I do not know what guidance has been given to bailiffs, so cannot comment on this, although I know that in at least some areas no new warrants are being issued and bailiffs are not evicting. I am not sure what guidance the Secretary of State and/or the Ministry have issued to judges. Of course guidance has been issued by the judiciary, rather than by the executive, which can be found on the Judiciary website. I know that some courts are already adjourning existing possession cases until mid-June. This does not yet appear to be universal. Many courts did respond very quickly towards the end of February and beginning of March, with various bespoke orders being made to address the situation as it then was. There have, however, been many accounts of what might be described as a less responsive approach. While the need for a uniform approach was recognised, it appears that different local practices have been arising again in the last few days. Presumably new claims issued will face the same result and simply be adjourned until after mid-June (this may mean that CPR 55.5(3) gets ignored for a while; there is also the problem of accelerated possession claims). A combination of these measures may well be the most effective way of ensuring that no evictions take place.
“5. The Lord Chief Justice has also been clear that public health must be the priority. Tenants and landlords will be expected to work together to establish an affordable repayment plan, taking into account tenants’ individual circumstances.”
We can obviously hope that this expectation is met. Doubtless some, hopefully many, landlords will do this. It would be rather surprising if all landlords did. This isn’t landlord bashing – I have seen a rather ridiculous template letter for tenants floating around.

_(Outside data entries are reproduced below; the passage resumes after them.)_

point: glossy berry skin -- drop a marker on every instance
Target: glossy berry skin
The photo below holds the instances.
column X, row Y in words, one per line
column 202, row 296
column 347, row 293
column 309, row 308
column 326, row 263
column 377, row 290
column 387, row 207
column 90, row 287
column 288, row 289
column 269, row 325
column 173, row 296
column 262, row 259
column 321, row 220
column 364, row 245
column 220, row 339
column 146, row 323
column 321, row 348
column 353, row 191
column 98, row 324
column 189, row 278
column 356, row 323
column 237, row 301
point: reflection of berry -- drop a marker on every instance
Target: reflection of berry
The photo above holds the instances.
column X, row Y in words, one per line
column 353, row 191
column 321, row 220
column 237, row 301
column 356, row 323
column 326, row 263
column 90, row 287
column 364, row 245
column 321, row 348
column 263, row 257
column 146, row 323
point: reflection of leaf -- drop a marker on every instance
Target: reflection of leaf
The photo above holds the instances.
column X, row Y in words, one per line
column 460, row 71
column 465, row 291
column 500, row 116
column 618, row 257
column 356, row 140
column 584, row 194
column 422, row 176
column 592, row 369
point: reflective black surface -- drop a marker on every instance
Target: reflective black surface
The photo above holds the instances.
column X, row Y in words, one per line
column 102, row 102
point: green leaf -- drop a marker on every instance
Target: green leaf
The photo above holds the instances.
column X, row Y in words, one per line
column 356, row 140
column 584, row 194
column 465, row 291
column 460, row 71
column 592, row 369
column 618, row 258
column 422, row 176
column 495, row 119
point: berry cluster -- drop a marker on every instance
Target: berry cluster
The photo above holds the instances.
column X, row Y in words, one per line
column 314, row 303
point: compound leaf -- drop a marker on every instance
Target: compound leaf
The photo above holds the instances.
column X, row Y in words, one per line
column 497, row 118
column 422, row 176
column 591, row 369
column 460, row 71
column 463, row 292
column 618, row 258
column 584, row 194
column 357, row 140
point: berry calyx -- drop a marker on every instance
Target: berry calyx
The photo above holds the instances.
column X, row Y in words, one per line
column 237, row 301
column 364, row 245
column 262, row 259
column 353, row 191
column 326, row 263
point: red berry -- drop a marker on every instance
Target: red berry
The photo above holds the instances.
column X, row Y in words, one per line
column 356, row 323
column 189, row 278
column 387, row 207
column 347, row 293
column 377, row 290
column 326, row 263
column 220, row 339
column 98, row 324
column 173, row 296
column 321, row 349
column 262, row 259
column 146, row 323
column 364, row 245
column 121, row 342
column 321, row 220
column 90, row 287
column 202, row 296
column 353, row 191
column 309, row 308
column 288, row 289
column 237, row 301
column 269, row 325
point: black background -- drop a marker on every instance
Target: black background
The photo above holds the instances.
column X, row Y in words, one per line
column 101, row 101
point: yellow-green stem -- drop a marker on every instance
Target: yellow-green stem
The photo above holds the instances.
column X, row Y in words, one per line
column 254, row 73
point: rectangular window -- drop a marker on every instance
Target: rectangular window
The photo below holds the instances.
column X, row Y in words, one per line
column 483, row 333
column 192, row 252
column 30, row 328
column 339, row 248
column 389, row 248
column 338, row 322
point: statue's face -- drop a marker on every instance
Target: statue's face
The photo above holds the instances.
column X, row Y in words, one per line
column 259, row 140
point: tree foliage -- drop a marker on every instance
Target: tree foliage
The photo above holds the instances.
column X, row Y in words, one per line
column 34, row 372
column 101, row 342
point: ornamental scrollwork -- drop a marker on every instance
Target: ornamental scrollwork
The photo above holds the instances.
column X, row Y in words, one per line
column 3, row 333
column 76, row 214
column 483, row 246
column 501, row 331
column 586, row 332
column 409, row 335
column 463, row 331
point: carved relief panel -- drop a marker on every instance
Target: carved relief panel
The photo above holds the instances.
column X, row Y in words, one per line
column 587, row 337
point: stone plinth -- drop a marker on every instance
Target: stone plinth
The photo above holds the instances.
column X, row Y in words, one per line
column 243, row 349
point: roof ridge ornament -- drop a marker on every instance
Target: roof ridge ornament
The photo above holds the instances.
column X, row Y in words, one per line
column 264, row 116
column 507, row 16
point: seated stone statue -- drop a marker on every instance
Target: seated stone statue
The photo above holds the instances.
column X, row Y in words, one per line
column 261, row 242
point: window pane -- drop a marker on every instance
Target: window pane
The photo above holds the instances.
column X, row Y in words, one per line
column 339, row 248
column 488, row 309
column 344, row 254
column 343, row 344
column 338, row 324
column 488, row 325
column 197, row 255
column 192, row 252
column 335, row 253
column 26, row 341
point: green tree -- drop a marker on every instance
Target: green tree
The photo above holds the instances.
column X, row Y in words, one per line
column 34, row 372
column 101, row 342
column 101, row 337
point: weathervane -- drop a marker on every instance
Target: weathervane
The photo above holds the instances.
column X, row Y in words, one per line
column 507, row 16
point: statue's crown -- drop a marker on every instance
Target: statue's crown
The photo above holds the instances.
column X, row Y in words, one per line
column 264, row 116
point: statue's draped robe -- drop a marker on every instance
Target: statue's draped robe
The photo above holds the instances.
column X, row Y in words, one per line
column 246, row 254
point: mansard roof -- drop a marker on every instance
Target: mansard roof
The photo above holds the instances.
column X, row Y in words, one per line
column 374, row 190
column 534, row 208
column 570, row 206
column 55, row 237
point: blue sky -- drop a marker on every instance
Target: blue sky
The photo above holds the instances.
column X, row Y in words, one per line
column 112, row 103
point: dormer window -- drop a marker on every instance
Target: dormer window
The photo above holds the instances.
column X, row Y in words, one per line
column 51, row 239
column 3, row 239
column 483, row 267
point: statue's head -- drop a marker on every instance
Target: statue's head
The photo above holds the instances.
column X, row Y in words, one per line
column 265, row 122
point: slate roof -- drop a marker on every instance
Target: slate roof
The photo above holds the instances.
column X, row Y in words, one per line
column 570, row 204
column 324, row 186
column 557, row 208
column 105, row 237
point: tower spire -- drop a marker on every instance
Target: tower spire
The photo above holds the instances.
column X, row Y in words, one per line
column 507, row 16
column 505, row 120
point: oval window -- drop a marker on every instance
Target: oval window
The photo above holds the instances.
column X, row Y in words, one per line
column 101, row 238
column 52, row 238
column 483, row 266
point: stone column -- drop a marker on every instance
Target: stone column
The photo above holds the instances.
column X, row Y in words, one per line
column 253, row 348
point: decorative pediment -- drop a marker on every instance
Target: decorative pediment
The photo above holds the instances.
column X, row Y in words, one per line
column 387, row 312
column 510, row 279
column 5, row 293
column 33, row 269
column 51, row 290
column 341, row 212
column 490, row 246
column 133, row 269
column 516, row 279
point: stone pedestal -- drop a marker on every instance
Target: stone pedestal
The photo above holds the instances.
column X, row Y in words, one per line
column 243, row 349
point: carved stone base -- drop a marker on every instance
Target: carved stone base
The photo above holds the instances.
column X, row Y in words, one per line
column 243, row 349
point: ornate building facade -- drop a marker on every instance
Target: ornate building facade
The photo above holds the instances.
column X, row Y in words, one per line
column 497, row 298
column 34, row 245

“6. @RishiSunak has announced nearly £1bn of support for renters by increasing housing benefit & Universal Credit. We are also paying 80% of the wages of employees unable to work due to COVID, if their employers can’t.“
Fine, although the difficulties and delays with those benefits are well known. As I understand it, the change to the LHA is to level up those situations where the existing LHA is lower than the 30th percentile in the broad market rental area. I confess that I do not know how big a change this will be in practice.
“7. And we have the power to go further if needed. We are keeping these measures under constant review and will be guided by the evidence. The govt is clear – no renter who has lost income due to Coronavirus will be forced out of their home.”
I have no disagreement with the first two sentences. The last part of the final sentence is aspirational but I don’t think that it is what the legislation does, at least as I presently understand it. Anyone who has already lost income is already at risk. Even if there is a moratorium on hearings/evictions, those people will be at risk when that is lifted. And even if we treat these protections as extending to 30 September, or even beyond, they are not going to go on forever.
I do not want to be churlish. There is clearly no perfect solution and a lot has been done at impressive speed in immensely trying circumstances. Other solutions have been proposed, such as here and here (the latter is my personal favourite; it is simple and allows the courts a discretion which can be adjusted to fit the circumstances of the case). What is clear though is that accurate communication is going to be crucial. I fear that in an attempt to correct perceived inaccuracies, the official line has only muddied the waters further.